HAMZAH KHAN:  Yeah, NFTs you can—I don’t think you can change them when you bring it to Polygon, I don’t think so, but I was actually discussing this, I couldn’t get an answer but I’ll, I’ll reply back on that tweet.  I saw this comment that I didn’t get an answer exactly, but I mean, you can move NFTs. You can move NFTs from, from Ethereum to Polygon via the same bridge.  It’s absolutely possible.  But, but these domains, I mean, domains essentially are NFTs only so, ideally you could, but I’m not sure if you could change things when on Polygon, and how that would affect on Ethereum, I’m not too sure about that, but I’ll put an answer on that on the, on the tweet.  Yeah, I remember that.

HOST:  Awesome, awesome.  Yeah, I thought that was an interesting question as well.  Very cool.  Do you have any, any final thoughts you want to share, anything we didn’t cover about Polygon that you think is important for people to know before we wrap up here?

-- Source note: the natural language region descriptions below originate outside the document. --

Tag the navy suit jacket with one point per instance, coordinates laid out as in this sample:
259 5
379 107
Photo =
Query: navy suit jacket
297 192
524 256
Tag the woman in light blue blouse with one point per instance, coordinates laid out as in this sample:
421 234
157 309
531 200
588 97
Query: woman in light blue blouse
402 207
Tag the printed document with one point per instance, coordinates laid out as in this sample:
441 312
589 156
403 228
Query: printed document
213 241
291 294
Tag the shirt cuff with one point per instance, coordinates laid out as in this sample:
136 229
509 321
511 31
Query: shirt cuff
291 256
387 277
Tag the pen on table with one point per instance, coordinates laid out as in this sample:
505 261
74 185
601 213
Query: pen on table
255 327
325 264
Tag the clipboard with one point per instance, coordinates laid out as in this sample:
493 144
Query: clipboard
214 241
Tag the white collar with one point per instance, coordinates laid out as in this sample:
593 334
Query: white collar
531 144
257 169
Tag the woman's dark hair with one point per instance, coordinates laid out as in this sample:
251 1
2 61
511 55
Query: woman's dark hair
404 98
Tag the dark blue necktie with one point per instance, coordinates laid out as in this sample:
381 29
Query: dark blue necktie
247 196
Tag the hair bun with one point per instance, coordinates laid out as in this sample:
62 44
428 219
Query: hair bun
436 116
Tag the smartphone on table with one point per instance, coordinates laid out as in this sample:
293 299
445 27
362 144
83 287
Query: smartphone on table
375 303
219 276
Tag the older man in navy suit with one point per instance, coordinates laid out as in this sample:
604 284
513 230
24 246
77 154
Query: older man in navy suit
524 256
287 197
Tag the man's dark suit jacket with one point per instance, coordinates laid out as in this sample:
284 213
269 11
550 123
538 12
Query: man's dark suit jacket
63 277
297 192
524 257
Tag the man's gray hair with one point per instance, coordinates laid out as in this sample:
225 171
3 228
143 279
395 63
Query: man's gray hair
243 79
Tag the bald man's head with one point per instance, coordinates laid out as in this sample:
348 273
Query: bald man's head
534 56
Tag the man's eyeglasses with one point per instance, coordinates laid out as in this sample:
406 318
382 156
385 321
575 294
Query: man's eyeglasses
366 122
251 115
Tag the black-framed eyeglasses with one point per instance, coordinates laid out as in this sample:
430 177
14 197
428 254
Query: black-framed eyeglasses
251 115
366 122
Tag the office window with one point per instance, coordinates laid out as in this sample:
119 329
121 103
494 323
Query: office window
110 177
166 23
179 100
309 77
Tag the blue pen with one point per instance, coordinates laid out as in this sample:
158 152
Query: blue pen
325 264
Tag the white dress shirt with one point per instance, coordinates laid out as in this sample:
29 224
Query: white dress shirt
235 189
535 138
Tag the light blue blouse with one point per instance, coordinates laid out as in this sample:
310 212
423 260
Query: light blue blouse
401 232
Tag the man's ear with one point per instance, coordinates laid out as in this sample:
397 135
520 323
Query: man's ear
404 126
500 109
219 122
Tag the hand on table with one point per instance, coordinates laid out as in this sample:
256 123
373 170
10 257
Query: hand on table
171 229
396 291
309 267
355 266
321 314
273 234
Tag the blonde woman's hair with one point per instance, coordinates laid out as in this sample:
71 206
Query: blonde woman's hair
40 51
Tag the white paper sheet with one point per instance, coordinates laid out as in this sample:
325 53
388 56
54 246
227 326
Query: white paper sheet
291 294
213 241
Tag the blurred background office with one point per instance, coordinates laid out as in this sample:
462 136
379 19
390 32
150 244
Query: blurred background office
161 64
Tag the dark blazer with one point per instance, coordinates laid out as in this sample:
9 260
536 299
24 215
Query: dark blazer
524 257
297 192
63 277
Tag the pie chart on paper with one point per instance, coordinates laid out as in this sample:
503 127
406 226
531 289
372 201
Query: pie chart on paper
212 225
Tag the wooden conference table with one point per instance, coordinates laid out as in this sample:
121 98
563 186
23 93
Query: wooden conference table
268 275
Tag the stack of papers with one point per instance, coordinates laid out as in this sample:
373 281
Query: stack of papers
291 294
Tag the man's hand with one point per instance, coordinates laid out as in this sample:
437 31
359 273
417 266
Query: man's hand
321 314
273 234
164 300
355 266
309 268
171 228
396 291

HAMZAH KHAN:  Yeah, if you are new to DeFi, I would say or just NFTs, right?  So, I mean OpenSea, I think 80 percent of the volume came from Polygon or—a, a major chunk of volume came from Polygon if I’m not wrong, it came from Polygon in the past volume of users, I don’t remember exactly, came from Polygon so, that is pretty cool.  And the reason is, of course low gas.  And I know people in college, like I know people, students in college who are using OpenSea on Polygon itself, not anywhere else, and people are dropping University NFTs, through too on Polygon.  So that’s pretty cool.  But yeah, DeFi, if you are new in DeFi, I would definitely suggest to even like 20, 30, $50, buy something, try out, try out things but, but yeah, I think if you are, if you are building something, we’d love to, we have a big grants program.  We have very interesting, we have created this Polygon incubation thing that like a value added pack.  We haven’t figured out a word yet but it’s like a value-added pack where certain projects which, which, you know, are community-approved, and get a lot of attention.  We help them with, with giving a good word with audit firms, with, with Cloud Credits, with marketing support, and these sorts of things.  So, if you are, if you are a builder in this space and would love to catch up, you can reach me on, on Twitter at K-H-A-M-Z-A-H-22; that’s my handle, and yeah, of course on the forum.polygon.technology.

HOST:  Amazing.  Thank you so much Hamzah for taking the time to come on.  I know I learned a ton from just this short conversation.  I hope the listeners did that as well.  Thank you everybody for tuning in, and we will be back again soon with another episode of The Unstoppable podcast.

HAMZAH KHAN:  Thank you, Diana.  Thanks, thanks everyone.  Take care.